Editorial: Looking ahead to 2006

Published 4:00 pm Wednesday, January 4, 2006

As it always has been in the West, everything boils down to two things: land and water. One renders the other useful, beautiful, complete. We feel that these two issues will continue to dominate the news in the year to come.

Water will make itself heard in two ways. In Enterprise, the sewage treatment facility is going to be worked on, probably replaced. If you’ll remember from this past summer the amount your water bill went up, you’ll know that funding for the much-needed project is already being collected.

One project that currently has no funding is the Wallowa Lake Dam. No one wants to see the upper end of the valley go dry – we’ve been in the middle of dry-land farming, and it’s no picnic. Concerned water users – and all residents – need to forget looking to the federal government for a handout and develop another, long-range financing plan for this vital project.

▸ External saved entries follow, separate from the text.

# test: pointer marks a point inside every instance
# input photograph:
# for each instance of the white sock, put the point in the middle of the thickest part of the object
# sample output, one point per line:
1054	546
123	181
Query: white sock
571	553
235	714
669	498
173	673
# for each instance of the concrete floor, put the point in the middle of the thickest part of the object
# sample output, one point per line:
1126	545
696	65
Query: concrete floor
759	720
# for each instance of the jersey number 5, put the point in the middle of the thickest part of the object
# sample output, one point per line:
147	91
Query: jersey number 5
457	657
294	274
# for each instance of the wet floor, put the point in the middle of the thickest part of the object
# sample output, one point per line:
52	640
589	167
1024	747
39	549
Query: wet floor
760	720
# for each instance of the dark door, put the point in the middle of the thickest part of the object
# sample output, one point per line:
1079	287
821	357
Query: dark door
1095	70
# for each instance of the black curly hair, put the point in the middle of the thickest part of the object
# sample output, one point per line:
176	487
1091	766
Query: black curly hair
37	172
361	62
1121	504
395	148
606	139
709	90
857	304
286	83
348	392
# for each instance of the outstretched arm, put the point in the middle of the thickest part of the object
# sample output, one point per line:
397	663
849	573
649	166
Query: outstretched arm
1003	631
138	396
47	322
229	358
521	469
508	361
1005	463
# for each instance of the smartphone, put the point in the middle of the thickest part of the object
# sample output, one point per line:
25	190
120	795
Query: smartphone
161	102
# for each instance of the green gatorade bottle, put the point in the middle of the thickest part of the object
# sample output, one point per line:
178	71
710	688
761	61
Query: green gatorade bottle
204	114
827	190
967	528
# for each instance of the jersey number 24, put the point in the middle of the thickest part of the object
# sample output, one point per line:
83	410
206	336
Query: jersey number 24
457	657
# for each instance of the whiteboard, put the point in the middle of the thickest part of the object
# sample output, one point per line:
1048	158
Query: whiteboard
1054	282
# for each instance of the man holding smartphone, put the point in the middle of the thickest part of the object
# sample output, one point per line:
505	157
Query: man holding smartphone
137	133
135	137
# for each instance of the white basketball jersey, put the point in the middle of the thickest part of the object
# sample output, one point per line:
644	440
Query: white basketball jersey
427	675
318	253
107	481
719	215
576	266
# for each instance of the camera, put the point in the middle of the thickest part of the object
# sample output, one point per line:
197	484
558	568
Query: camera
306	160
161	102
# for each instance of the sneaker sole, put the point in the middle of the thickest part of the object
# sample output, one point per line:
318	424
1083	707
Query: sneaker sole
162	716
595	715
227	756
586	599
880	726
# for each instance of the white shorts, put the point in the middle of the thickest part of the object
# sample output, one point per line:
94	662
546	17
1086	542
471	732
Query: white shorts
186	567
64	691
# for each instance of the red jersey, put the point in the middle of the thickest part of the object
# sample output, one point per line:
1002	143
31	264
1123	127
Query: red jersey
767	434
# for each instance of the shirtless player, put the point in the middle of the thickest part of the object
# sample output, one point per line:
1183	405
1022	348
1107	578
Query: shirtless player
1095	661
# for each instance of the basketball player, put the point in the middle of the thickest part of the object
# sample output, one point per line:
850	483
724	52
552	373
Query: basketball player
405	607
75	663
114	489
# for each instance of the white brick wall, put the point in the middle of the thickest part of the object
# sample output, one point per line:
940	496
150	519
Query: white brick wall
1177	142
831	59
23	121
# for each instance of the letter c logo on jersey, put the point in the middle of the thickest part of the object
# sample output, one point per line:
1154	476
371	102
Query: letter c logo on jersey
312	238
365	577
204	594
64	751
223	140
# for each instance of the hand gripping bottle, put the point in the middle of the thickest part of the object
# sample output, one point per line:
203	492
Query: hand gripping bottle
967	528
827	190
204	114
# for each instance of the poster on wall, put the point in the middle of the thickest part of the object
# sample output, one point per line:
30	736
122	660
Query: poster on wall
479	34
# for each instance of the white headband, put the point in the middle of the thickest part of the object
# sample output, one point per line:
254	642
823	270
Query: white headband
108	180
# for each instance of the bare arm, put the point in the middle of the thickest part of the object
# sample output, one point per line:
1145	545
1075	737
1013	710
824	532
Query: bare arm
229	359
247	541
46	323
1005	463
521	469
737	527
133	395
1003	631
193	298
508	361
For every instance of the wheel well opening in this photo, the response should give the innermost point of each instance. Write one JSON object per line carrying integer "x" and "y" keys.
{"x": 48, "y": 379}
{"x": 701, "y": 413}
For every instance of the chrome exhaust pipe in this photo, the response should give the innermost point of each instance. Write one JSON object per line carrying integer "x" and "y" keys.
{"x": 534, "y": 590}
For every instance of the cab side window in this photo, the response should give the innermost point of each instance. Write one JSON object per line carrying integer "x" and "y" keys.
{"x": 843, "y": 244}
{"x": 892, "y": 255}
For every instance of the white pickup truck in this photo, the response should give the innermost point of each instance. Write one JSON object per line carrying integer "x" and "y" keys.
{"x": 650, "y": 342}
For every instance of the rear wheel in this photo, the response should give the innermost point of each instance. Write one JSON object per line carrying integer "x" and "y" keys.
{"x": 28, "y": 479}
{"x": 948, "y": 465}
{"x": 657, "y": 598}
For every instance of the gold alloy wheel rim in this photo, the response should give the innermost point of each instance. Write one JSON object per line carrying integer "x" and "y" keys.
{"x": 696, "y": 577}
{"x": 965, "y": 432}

To do that, close cooperation, like that of those involved with the successful Lostine exchange project, will be needed.

In regard to land and its use, Measure 37’s passage and inevitable defeat in the Oregon Supreme Court shows that we desire land use reform, but still have a ways to go to get to a fair solution. Oregonians have to remember how to compromise to make this happen. While having a distant, unrepresentative government plan out your life on your land smacks of communism, arbitrarily imposing one’s will upon others from a position of unequal power borders on the fascist. For our future’s sake, we must meet in the middle.

Locally, defining development and the path of growth in terms of business and housing must have community input. No one wants someone else digging up their backyard, and by extension, altering the face of the community in the Wallowa Valley without a say so.